Lagrange Oscillatory Neural Networks for Constraint Satisfaction and Optimization
Corentin Delacour, Bram Haverkort, Filip Sabo, Nadine Azemard, Aida Todri-Sanial
TL;DR
LagONN introduces a deterministic, physics-inspired approach to constraint satisfaction by augmenting oscillatory neural networks with Lagrange oscillators that enforce clause-level constraints for Max-3-SAT. By defining clause-specific energies $Z_i$ and a Lagrange function $L_i(\phi,\phi_\lambda)$, the network performs gradient descent in the phase variables while the Lagrange oscillator performs gradient ascent to drive all $Z_i$ to zero, effectively locating a feasible, optimal assignment. The authors present a modular architecture, showing that high-order interactions can be implemented locally within clause modules, and demonstrate competitive performance against simulated annealing and SAT solvers up to 200 variables and 860 clauses, with clear regimes where LagONN excels by avoiding infeasible minima and eliminating the need for annealing. The work suggests broader applicability to other constrained-optimization problems, including phase copying, and points to practical hardware considerations such as SHIL binarization and stability management for scalable implementations.
Abstract
Physics-inspired computing paradigms are receiving renewed attention to enhance efficiency in compute-intensive tasks such as artificial intelligence and optimization. Similar to Hopfield neural networks, oscillatory neural networks (ONNs) minimize an Ising energy function that embeds the solutions of hard combinatorial optimization problems. Despite their success in solving unconstrained optimization problems, Ising machines still face challenges with constrained problems as they can become trapped in infeasible local minima. In this paper, we introduce a Lagrange ONN (LagONN) designed to escape infeasible states based on the theory of Lagrange multipliers.

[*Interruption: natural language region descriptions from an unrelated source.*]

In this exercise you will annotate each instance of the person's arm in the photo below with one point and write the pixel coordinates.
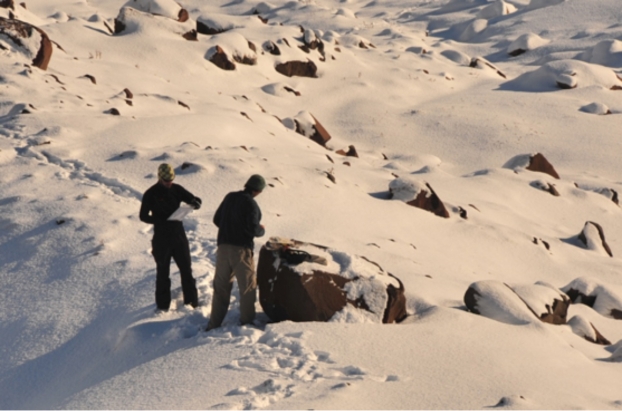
(218, 214)
(145, 210)
(254, 222)
(189, 198)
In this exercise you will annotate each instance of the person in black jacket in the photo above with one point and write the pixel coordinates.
(238, 220)
(169, 237)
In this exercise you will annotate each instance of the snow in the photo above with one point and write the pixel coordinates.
(77, 323)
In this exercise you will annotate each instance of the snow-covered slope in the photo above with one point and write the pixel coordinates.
(426, 91)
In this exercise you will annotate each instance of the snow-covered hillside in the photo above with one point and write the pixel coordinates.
(458, 96)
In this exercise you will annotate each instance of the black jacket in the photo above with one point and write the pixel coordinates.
(159, 202)
(237, 219)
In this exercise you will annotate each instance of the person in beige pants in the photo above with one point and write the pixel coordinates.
(238, 219)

Unlike existing oscillatory Ising machines, LagONN employs additional Lagrange oscillators to guide the system towards feasible states in an augmented energy landscape, settling only when constraints are met. Taking the maximum satisfiability problem with three literals as a use case (Max-3-SAT), we harness LagONN's constraint satisfaction mechanism to find optimal solutions for random SATlib instances with up to 200 variables and 860 clauses, which provides a deterministic alternative to simulated annealing for coupled oscillators. We benchmark LagONN with SAT solvers and further discuss the potential of Lagrange oscillators to address other constraints, such as phase copying, which is useful in oscillatory Ising machines with limited connectivity.